A San Diego County judge fined Pismo Beach Councilman Erik Howell $3,500 over his failure to disclose ex-parte communications as a member of the California Coastal Commission.
In a case relating to alleged pervasive conflicts of interest within the regulatory body, a nonprofit named Spotlight on Coastal Corruption filed a lawsuit in 2016, alleging several coastal commissioners illegally hid private meetings with developers and other lobbyists from the public. By law, coastal commissioners are required to disclose ex-parte communications within seven days.
Howell and the other current and former commissioners named in the suit could have received fines of up to $30,000 for individual violations. The initial complaint sought that the court fine Howell a total of $3.6 million for his alleged breaches. The most any single commissioner ended up being fined was slightly more than $30,000.
According to Howell’s testimony in the case, the Pismo Beach councilman would often snail mail his disclosure forms before later gradually beginning to use email. He was not checking if commission staffers were receiving the forms.
Howell had received training on ex-parte communications in open session, according to court minutes.
The Pismo Beach councilman claimed he was not very good with technology, and he could not figure out how to get his signature on email documents, court minutes state. Howell also said he believes the public should perceive him as honest and that there is no reason for the public to be dubious.
In a related matter, Howell previously faced stiff criticism for accepting a campaign contribution from the domestic and business partner of Coastal Commission lobbyist Susan McCabe and then voting in favor of a project McCabe was pushing. The FPPC launched an investigation into the matter but ruled that Howell did not violate campaign finance laws in the case because he may not have known about the relationship.
The court case against Howell and the other commissioners surrounded meetings between commissioners and individuals like McCabe, who were accused of influencing commissioners’ decisions.
While Judge Timothy Taylor criticized and ultimately fined the past and present commissioners for violating disclosure rules, he also sympathized with them. Taylor questioned in his tentative ruling whether the Coastal Commission can carry out its mandate to protect the state’s coastline with a part-time, unpaid volunteer board that meets three days a month in various locations.
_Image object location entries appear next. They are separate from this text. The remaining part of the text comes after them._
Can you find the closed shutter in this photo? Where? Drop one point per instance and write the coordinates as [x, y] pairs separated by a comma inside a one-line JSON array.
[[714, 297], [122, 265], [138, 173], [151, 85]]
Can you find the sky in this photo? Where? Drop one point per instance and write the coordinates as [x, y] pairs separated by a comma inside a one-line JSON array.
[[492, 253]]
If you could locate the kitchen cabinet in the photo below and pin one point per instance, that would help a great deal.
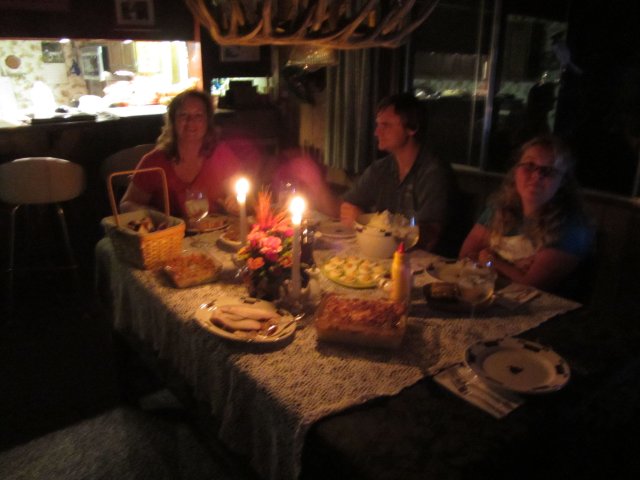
(171, 20)
(122, 56)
During the case, the California Attorney General’s Office represented the current and former commissioners, even though they were sued as individuals. The state attorney general’s office offered a $250,000 settlement that would have included money for fines and attorneys’ fees. Spotlight on Coastal Corruption turned down the settlement officer, which would have been paid with taxpayer money.
The fines Taylor levied against the past and present commissioners must now be paid to the Coastal Commission’s Violation Remediation Account. The account funds projects aimed at increasing public access to the California Coast.